The Aroma of Empathos
Comparative commentary by Diane Apostolos-Cappadona
Given their power to influence ideas and beliefs, including the cultural reshaping of female identities, works of art can be dangerous. An artist can intend a particular interpretation of her theme or motif when creating a work—and sometimes a moral message. That message is inevitably mired within the culture in which it is created.
However, as time passes, images retain the potential to be seen anew and reinterpreted in terms of later cultural perspectives. The cultural reshaping of Mary Magdalene witnesses her over-two-millennia-long journey through the modalities of feminine passivity, submission, power, influence, and action to one of female agency. This journey is reflected in the variations in her iconography as the Woman with Nard.
Within the borders of these three depictions of feasting are visual echoes of other scriptural meals from the Multiplication of the Loaves and the Fishes to the Last Supper all of which have eucharistic associations in Christian tradition. However, it is the sacramental implications of anointing in preparation for the anticipated sacrificial death of Jesus that the woman with the jar of nard comes to signify.
Whether this woman is identified by name or not, like earlier generations of Christian believers, we know her by her actions—either of breaking the ointment box over Jesus’s head (Matthew 26:6–13; Mark 24:3–9) or of mixing her tears with the nard as she anoints his feet (John 12:1–8), for she is inseparable from her alabaster jar or box. Under normal iconographic standards, the Christian Church came to know her as Mary Magdalene, especially in works of visual and dramatic art. Sometimes, as reflected in the fifteenth-century illumination featured here, the unguent jar may be absent, but her posture and gestures signify the act and meaning of the sacrament of anointing.
Further, whether appropriately identified or misidentified as the fallen sinner, Mary Magdalene was a popular reference-point for clergy and laity alike once annual confession to a priest was made an obligatory condition of admission to the Eucharist during Lent—a rule promulgated by the Fourth Lateran Council of 1215.

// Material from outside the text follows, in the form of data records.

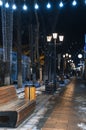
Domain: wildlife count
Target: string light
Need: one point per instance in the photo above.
(1, 3)
(85, 1)
(7, 5)
(24, 7)
(36, 6)
(74, 3)
(48, 5)
(14, 7)
(61, 4)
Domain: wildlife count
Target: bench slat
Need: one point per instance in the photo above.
(11, 105)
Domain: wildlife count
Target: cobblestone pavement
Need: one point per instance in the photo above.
(70, 110)
(66, 111)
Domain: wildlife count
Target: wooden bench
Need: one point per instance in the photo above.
(13, 110)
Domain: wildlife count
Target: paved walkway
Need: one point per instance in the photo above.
(70, 110)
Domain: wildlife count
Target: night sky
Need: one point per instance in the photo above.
(69, 21)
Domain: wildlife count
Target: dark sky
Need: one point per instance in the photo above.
(69, 21)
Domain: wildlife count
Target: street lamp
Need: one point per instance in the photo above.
(51, 64)
(66, 58)
(61, 37)
(55, 38)
(49, 38)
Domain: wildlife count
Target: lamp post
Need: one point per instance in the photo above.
(49, 38)
(66, 57)
(61, 37)
(51, 62)
(55, 38)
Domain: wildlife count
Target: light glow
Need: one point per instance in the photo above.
(49, 38)
(48, 5)
(24, 7)
(55, 35)
(36, 6)
(7, 5)
(14, 7)
(61, 38)
(61, 4)
(1, 3)
(74, 3)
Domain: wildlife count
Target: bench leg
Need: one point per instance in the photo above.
(8, 119)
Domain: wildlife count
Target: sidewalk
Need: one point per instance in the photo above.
(43, 102)
(70, 110)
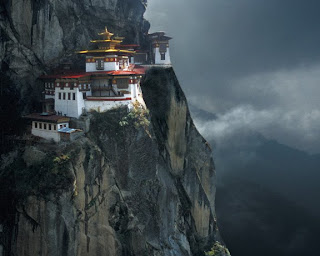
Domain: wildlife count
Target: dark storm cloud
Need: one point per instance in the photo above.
(254, 62)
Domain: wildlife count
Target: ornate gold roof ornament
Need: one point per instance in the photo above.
(106, 33)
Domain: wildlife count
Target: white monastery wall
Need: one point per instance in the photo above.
(69, 102)
(102, 106)
(47, 130)
(158, 60)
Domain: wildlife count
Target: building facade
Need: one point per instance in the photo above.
(112, 77)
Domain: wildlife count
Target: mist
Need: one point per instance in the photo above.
(254, 63)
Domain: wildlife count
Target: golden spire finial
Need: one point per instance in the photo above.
(106, 33)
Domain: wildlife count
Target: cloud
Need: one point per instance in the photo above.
(254, 63)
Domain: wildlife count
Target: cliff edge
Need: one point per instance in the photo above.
(139, 183)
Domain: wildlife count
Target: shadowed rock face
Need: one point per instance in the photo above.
(146, 190)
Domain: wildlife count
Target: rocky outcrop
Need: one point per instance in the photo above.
(139, 187)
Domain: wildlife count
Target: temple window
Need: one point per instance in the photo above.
(100, 64)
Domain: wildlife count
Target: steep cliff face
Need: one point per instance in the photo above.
(35, 35)
(127, 188)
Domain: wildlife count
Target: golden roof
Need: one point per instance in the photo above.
(105, 51)
(106, 33)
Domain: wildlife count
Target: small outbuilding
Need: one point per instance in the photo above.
(47, 126)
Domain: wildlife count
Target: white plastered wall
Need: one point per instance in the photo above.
(46, 133)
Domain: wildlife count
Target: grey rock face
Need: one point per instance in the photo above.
(133, 190)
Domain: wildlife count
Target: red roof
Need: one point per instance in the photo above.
(127, 46)
(133, 70)
(48, 118)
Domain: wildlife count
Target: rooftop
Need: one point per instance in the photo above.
(133, 70)
(45, 117)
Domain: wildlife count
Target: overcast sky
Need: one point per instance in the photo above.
(256, 63)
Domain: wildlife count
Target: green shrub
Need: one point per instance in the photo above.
(217, 250)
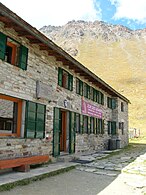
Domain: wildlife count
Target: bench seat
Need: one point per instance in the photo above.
(23, 163)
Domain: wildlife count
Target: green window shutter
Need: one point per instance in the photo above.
(30, 119)
(60, 73)
(23, 57)
(70, 82)
(3, 40)
(40, 121)
(113, 103)
(56, 132)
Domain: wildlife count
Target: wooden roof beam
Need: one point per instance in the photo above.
(34, 41)
(23, 33)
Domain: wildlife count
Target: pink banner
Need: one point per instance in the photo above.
(91, 110)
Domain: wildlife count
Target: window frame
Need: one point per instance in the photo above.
(19, 115)
(122, 106)
(79, 86)
(21, 56)
(69, 79)
(36, 121)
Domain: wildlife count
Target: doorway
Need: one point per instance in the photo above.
(63, 132)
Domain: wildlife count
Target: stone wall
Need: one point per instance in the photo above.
(16, 147)
(22, 84)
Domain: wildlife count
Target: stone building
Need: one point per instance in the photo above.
(49, 102)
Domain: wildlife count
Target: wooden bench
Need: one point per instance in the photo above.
(23, 164)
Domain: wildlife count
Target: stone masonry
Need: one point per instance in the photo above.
(21, 84)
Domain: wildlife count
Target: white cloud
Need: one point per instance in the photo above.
(130, 9)
(54, 12)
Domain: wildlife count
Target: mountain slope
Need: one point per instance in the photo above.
(113, 52)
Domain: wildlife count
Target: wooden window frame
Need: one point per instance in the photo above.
(14, 49)
(19, 115)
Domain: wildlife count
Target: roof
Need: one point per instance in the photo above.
(11, 20)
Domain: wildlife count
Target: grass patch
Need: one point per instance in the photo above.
(27, 181)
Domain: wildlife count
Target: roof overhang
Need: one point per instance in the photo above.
(11, 20)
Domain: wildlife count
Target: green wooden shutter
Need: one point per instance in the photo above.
(3, 40)
(60, 74)
(40, 121)
(70, 82)
(56, 132)
(72, 127)
(30, 120)
(23, 57)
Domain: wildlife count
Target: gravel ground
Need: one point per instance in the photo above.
(92, 178)
(77, 183)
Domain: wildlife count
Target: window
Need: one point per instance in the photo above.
(100, 97)
(10, 116)
(111, 127)
(122, 106)
(65, 79)
(35, 120)
(79, 86)
(111, 103)
(100, 126)
(121, 126)
(13, 52)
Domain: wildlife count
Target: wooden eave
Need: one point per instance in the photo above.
(11, 20)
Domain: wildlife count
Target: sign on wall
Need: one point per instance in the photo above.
(91, 110)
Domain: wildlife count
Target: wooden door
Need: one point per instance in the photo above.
(63, 131)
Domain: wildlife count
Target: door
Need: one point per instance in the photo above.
(56, 131)
(63, 131)
(72, 130)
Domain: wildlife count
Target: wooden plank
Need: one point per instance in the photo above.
(5, 164)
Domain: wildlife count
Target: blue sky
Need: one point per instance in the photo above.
(130, 13)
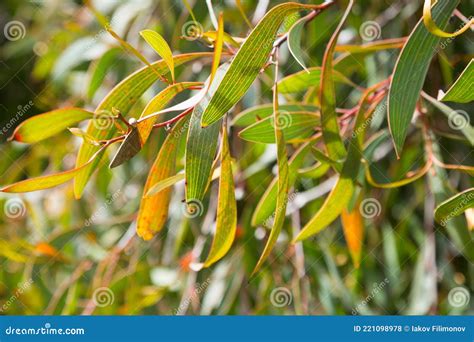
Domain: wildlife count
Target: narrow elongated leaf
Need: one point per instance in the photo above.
(282, 185)
(267, 204)
(138, 137)
(159, 44)
(455, 118)
(303, 80)
(43, 126)
(327, 97)
(294, 41)
(153, 211)
(410, 73)
(99, 70)
(122, 97)
(342, 192)
(462, 91)
(434, 29)
(295, 126)
(353, 227)
(226, 222)
(201, 146)
(454, 206)
(248, 62)
(258, 113)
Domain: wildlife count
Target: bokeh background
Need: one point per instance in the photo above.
(59, 255)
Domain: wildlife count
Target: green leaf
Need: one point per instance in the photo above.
(226, 222)
(153, 211)
(138, 137)
(247, 63)
(329, 124)
(410, 73)
(457, 119)
(454, 206)
(303, 80)
(462, 91)
(295, 126)
(159, 44)
(42, 126)
(122, 97)
(99, 70)
(201, 146)
(267, 204)
(257, 113)
(294, 41)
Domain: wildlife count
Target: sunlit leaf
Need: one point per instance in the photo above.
(159, 44)
(434, 29)
(353, 227)
(122, 97)
(153, 211)
(410, 72)
(327, 98)
(247, 63)
(258, 113)
(462, 91)
(43, 126)
(454, 206)
(226, 222)
(296, 127)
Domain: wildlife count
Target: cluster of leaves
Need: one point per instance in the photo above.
(319, 137)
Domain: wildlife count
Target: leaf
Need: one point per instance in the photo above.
(454, 206)
(201, 146)
(43, 126)
(353, 227)
(303, 80)
(153, 211)
(159, 44)
(410, 73)
(294, 41)
(258, 113)
(226, 222)
(48, 181)
(138, 137)
(462, 91)
(282, 184)
(327, 97)
(342, 192)
(457, 119)
(122, 97)
(99, 70)
(267, 204)
(247, 63)
(295, 126)
(434, 29)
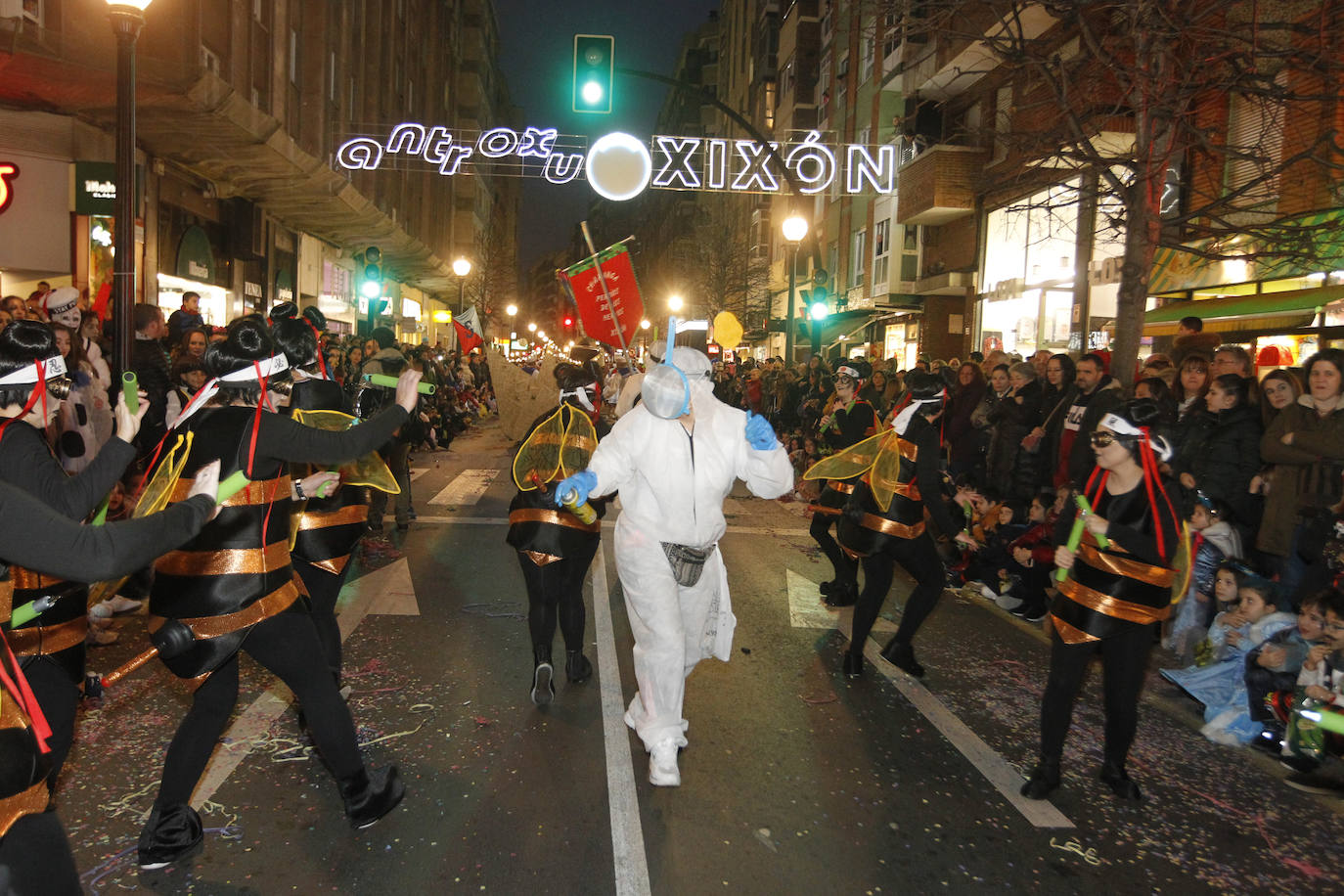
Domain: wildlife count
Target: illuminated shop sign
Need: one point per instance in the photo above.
(8, 172)
(621, 166)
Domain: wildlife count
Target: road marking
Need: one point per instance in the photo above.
(631, 864)
(606, 524)
(1007, 781)
(383, 591)
(467, 488)
(808, 611)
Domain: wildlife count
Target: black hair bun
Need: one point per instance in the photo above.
(313, 316)
(923, 385)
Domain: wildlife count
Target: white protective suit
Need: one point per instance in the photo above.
(674, 493)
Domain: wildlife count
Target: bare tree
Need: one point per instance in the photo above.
(1208, 126)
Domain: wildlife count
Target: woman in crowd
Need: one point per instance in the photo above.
(554, 547)
(1191, 384)
(1010, 468)
(1305, 443)
(1221, 452)
(1111, 596)
(251, 602)
(965, 442)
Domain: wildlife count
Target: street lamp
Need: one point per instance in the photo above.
(794, 230)
(126, 19)
(461, 267)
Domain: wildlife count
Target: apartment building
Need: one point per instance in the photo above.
(241, 107)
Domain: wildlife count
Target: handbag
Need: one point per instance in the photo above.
(687, 563)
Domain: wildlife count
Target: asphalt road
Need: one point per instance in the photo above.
(796, 781)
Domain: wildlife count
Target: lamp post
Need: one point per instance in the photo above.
(126, 19)
(794, 230)
(461, 267)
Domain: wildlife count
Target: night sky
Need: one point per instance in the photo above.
(536, 54)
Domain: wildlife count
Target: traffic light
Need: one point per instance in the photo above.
(594, 67)
(818, 308)
(371, 278)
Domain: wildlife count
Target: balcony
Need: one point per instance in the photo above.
(938, 184)
(945, 284)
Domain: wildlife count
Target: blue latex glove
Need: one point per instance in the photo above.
(759, 432)
(581, 482)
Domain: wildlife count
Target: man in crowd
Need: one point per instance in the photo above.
(184, 317)
(151, 367)
(1098, 392)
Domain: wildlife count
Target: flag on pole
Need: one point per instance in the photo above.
(604, 323)
(467, 340)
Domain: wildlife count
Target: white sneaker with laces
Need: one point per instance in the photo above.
(663, 771)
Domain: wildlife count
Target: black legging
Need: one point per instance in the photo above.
(60, 698)
(820, 531)
(323, 593)
(553, 590)
(1124, 659)
(919, 558)
(288, 647)
(35, 857)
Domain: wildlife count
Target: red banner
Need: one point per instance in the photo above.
(603, 323)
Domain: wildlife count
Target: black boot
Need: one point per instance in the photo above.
(169, 834)
(543, 690)
(844, 594)
(852, 664)
(902, 655)
(1113, 776)
(1045, 780)
(370, 797)
(577, 668)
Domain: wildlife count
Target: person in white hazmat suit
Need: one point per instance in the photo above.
(674, 457)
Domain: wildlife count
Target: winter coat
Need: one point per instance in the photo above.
(1009, 468)
(1222, 452)
(1307, 471)
(965, 443)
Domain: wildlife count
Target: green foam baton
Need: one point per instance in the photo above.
(1075, 535)
(130, 388)
(233, 484)
(390, 381)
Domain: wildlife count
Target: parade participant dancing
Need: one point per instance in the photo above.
(334, 517)
(883, 520)
(51, 647)
(674, 458)
(554, 547)
(850, 420)
(1111, 596)
(233, 587)
(34, 852)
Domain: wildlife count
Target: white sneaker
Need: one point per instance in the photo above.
(121, 605)
(663, 771)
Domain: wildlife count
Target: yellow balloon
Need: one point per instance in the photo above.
(728, 330)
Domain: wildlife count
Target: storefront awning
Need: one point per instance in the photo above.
(1242, 313)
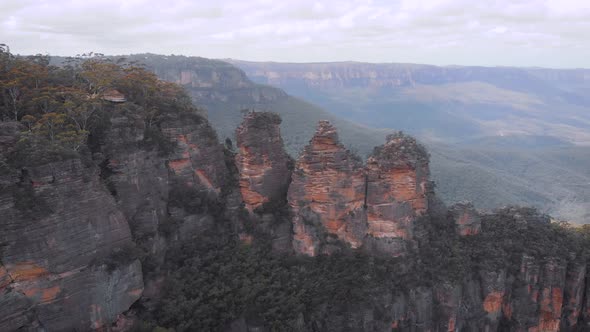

The perception of Mary Magdalene as a model sinner, on account of her penitence, was enhanced by her characterization in The Golden Legend authored by the Dominican Jacobus da Voragine (c.1229–98). The chapter on Mary Magdalene solidified her identity as the woman from whom seven devils were exorcized, as the woman positioned at the feet of Jesus which she washed with her tears and dried with her hair as she anointed him with precious ointments, as the forgiven sinner, and as the sister of Lazarus and Martha of Bethany but who took the better part when she sat at Jesus’s feet when he was teaching.
By the time of El Greco’s painterly interpretations and as perhaps the most flexible of all biblical women in her complex iconology, Mary Magdalene was the female ideal of the contemplative life, given her thirty-three years of meditation and prayer, her renunciation of material goods following her conversion, her evangelization of France, and her retreat to La-Sainte-Baume. She was celebrated as a remorseful forgiven sinner who experienced mystical ecstasy and also as the devoted female follower of Jesus who stood at the foot of his cross. Hers was a quasi-sacramental experience of penance and consecration, and her activities as an anointer offered a model for the incorporation of Christian women into the spirit of Christ through the seal of the gifts of the Holy Spirit.